The news business is one sector that has been already fundamentally disrupted by data science. Journalism used to be more of an anecdotal endeavour, according to Cukier. Something would happen, and a writer would go and interview the person and/or report on a trend related to the occurrence. Data would back up the story. “We were victims of our observation, which is great if we were omnipresent,” he says.
But we’ve experienced a 180 degree change. “Now, data is the basis of the story and the anecdote provides colour and timbre,” he says. “Journalism changed to data journalism because we can now tell stories based on data.” There is more information available and more algorithms to help extract value from the data. And thanks to better imaging programmes, we can also now present stories more visually, by including charts and graphs and pictorial translations of the data.
Nate Silver, founder of FiveThirtyEight.com, has been leading the charge in this field. He went from using data to predict baseball games to the 2008 US presidential election, and now runs a team of journalists, designers, multimedia experts, quantitative analysts and database evangelists who are proving that people are hungry for news and hard data.
With great data, comes great responsibility
There are many reasons to be optimistic about the potential for big data to improve the state of the world. From geotags on Instagram posts to track unfolding political or humanitarian crises, to networks of sensors that help to tend large-scale crops, to biometric identification used to make sure voting is fair, data points towards a world of greater understanding, openness and accessibility.
“When data is available to everyone, you create a more robust and intellectually honest environment,” says Patil. The advent of electronic medical records (EMRs) could revolutionize medical science, as patterns of diseases and diagnoses will be more traceable. “We have the algorithms to save millions of lives,” stresses Howard, “but only if we dismantle data silos”. Because of security, safety and privacy concerns, “no one is saying let’s make this data available to everyone,” says Howard. “But I would like to see us do a better job at communicating the benefit of data sharing.”
Indeed, as with any innovation, there is a dark side: the recent NSA scandal raised thorny questions about information gathering and privacy. With the great power that data provides comes great responsibility.
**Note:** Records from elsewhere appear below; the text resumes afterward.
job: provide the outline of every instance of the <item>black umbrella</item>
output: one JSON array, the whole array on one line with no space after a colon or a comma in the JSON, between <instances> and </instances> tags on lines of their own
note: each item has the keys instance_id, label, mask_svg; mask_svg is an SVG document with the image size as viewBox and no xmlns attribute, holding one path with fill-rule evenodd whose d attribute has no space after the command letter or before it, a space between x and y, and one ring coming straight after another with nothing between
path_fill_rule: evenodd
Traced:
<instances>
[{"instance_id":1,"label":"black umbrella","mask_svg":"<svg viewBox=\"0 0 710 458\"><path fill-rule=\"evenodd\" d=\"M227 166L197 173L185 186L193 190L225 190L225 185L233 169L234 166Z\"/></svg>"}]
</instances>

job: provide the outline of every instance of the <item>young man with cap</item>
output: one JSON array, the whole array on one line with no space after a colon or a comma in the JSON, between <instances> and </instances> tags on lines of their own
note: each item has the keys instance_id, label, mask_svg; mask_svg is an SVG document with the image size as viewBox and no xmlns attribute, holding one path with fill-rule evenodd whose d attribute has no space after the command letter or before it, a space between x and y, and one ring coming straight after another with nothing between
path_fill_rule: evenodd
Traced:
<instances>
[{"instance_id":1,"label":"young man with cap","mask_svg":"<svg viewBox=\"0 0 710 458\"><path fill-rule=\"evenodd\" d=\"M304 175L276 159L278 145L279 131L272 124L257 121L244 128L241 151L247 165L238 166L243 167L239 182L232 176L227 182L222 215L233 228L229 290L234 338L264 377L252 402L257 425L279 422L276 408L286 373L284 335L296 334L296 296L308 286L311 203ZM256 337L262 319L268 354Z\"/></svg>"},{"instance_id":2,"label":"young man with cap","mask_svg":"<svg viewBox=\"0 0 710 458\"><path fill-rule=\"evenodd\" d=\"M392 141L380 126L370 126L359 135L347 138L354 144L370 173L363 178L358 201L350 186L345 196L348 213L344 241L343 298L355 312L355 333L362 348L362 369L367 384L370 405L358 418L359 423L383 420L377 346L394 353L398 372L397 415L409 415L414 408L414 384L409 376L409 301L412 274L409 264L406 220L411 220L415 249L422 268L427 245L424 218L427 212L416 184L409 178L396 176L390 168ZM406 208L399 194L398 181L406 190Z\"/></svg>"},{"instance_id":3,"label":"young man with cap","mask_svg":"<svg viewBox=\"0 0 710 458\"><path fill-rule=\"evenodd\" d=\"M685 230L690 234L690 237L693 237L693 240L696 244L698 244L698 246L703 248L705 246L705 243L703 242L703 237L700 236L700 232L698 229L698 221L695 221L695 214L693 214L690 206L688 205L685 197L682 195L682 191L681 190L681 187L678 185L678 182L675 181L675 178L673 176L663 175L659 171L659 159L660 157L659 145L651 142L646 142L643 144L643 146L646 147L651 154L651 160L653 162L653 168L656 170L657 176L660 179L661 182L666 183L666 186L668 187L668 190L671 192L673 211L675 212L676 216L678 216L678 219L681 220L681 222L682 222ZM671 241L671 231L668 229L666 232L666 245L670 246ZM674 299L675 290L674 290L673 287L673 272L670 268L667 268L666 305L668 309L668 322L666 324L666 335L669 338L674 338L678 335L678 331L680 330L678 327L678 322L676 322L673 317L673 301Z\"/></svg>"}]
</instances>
“We can’t be willy-nilly about data,” cautions Patil. But data can help us shed light on problems, and then potentially solve them. And judgment can never be entirely replaced by an algorithm: you have to know when to ignore data, such as if your GPS tells you to turn right and drive over that cliff. “Data informs our judgment, but our gut helps us too,” says Patil. And that is something even Spock would admit is only logical.
This blog is part of a series produced to mark the World Economic Forum’s Annual Meeting of the New Champions, which took place in Tianjin, China 10-12 September
Alaina G. Levine is a science writer and author.